Because mitochondria regulate so many cellular functions—from energy metabolism to apoptosis (cell death) improving their function could:
Slow or halt progression of neurodegenerative diseases.
Reduce brain inflammation and oxidative damage.
Potentially extend healthy lifespan and cognitive function.
Next Steps and Future Research
While this study demonstrates promising neuroprotective effects in vitro (cell cultures) and in vivo (worms), further research is needed to:
Understand the precise mechanisms by which TMD nanoflowers interact with brain cells.
Determine optimal nanoflower size, shape, and composition for maximal benefits.

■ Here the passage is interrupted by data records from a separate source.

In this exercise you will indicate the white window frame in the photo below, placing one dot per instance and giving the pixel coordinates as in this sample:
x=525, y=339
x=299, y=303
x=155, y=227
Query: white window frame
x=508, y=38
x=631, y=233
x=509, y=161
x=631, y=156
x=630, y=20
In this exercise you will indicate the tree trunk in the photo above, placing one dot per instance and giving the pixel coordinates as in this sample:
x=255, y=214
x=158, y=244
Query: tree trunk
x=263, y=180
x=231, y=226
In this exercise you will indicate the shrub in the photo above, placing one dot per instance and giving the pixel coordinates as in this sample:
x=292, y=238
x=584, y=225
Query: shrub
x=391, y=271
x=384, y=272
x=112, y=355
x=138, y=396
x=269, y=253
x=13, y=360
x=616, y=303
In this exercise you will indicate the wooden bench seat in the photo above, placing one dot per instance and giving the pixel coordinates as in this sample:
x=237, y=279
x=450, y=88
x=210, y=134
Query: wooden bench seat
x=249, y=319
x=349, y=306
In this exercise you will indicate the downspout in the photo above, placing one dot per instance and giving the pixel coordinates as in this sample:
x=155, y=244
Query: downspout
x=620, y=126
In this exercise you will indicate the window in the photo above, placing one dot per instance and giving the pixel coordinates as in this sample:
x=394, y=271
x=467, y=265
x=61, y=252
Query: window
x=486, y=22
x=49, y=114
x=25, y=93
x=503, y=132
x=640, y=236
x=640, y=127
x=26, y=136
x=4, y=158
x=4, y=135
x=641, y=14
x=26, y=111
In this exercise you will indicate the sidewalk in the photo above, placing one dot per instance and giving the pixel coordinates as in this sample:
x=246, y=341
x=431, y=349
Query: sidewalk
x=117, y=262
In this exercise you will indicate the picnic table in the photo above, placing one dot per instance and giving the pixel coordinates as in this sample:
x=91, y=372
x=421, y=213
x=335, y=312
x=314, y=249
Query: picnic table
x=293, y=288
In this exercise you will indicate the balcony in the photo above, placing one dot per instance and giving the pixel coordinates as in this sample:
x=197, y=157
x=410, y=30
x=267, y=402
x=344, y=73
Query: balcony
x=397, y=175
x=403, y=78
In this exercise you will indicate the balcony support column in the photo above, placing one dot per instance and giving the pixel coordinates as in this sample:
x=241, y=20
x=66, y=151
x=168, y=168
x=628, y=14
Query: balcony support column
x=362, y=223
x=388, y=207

Test safety and efficacy in mammalian models.
Develop delivery systems to target these nanomaterials to the human brain.
Conclusion
The discovery that transition metal dichalcogenide nanoflowers, especially MoS₂ and MoSe₂, can protect brain cells by enhancing mitochondrial function marks a breakthrough in neurodegenerative disease research. These nanomaterials offer a promising path toward effective neuroprotective treatments that could improve quality of life for millions suffering from conditions like Alzheimer’s and Parkinson’s disease.
As research progresses, we may soon see nanotechnology play a pivotal role in protecting brain health and combating some of the most challenging neurological disorders.
Reference
Mitchell, C. L., Matveyenka, M., & Kurouski, D. (2025). Neuroprotective properties of transition metal dichalcogenide nanoflowers alleviate acute and chronic neurological conditions linked to mitochondrial dysfunction. Journal of Biological Chemistry.